Originally Posted by
Farmer
It involves a lot of things, and funny enough, it is trained ineffectively (or not at all) in most "ball-sports" for a lot of the same reasons as strength training is done wrong.
In Sprint Training, you want to sprint as fast as possible, as often as possible, as fresh as possible.
A real simple place to start, is people can only maintain a maximal effort doing anything for only about 6 seconds.
After doing that, you might have to rest 5-7 minutes (or more, depending on distance/time you just ran) before you do another maximal rep.
This should sound very familiar. (ATP recharge; CNS recovery; etc)
Workout can either be focused around maxV, or acceleration, or both.
Next, you probably only have so many of those maximal attempts available to you in a given day or training session.
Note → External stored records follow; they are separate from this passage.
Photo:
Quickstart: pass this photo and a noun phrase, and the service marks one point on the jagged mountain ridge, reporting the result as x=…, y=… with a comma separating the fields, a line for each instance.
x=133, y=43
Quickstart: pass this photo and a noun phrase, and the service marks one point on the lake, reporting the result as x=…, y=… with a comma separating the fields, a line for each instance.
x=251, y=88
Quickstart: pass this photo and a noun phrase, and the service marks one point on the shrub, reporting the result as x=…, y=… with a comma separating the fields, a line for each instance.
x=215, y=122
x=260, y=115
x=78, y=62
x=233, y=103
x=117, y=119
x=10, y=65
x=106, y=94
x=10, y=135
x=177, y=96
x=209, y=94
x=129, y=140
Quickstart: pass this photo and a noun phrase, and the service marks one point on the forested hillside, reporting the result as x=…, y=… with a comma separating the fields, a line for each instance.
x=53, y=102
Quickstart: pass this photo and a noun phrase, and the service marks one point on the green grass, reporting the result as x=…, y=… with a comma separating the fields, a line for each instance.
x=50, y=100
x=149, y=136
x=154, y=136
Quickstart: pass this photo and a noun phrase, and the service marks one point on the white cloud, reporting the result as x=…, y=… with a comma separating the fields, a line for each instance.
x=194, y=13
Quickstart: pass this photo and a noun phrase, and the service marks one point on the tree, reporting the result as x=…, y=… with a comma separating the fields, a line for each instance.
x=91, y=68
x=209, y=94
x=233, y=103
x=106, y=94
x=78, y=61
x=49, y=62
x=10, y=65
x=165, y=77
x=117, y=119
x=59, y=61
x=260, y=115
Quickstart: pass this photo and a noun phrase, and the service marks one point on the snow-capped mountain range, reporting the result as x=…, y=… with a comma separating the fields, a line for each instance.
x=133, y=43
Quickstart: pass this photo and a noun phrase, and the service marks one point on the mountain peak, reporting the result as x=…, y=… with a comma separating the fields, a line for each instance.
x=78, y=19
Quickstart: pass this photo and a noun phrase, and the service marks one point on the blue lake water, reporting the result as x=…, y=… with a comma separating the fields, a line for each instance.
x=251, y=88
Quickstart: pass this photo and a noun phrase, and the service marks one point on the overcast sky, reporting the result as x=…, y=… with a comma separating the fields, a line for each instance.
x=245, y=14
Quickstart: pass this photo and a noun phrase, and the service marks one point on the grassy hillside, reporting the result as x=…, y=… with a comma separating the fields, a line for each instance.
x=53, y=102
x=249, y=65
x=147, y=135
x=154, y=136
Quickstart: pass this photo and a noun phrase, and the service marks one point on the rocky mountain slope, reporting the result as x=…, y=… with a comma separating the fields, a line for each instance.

Just throwing numbers out there, maybe only 3 to 7 maximal sprints .... those are max velocity sprints.
So low volume. (sound familiar).
How you do know how fast you are sprinting?
How you do know if you are slowing down from rep to rep and the end of the workout?
And keep in mind we are talking about timing maybe the fastest 10 to 30 meters in maxV, or a 50 to 60meter acceleration?
You are talking about timing ~1 sec (10m fly time) to 6.50-7.50 sec (n a 60m acceleration).
You are going to need electronic timing; stopwatch isn't going to cut it AT ALL.
This would be analogous to knowing how much weight is on the bar.
As far as staying fresh.
Maybe you can do these max velocity sprint workouts 2-4 times per week, if you want to run as fast as possible.
That's going to mean you are going to have to watch your fatigue, fatigue from sprint workouts, weight training, conditioning, and sports-ball practices.
Most coaches won't allow their athletes to train for speed this way.
Just like most coaches won't allow their athletes to weight train to get as strong as possible.
A lot of the same problems.
Beyond what I outlined above, once you've improved your speed a bit, THEN workouts like conditioning, sprint-endurance, and being able to withstand lactate, etc figure in when running a 60, 100, 200, 400 etc.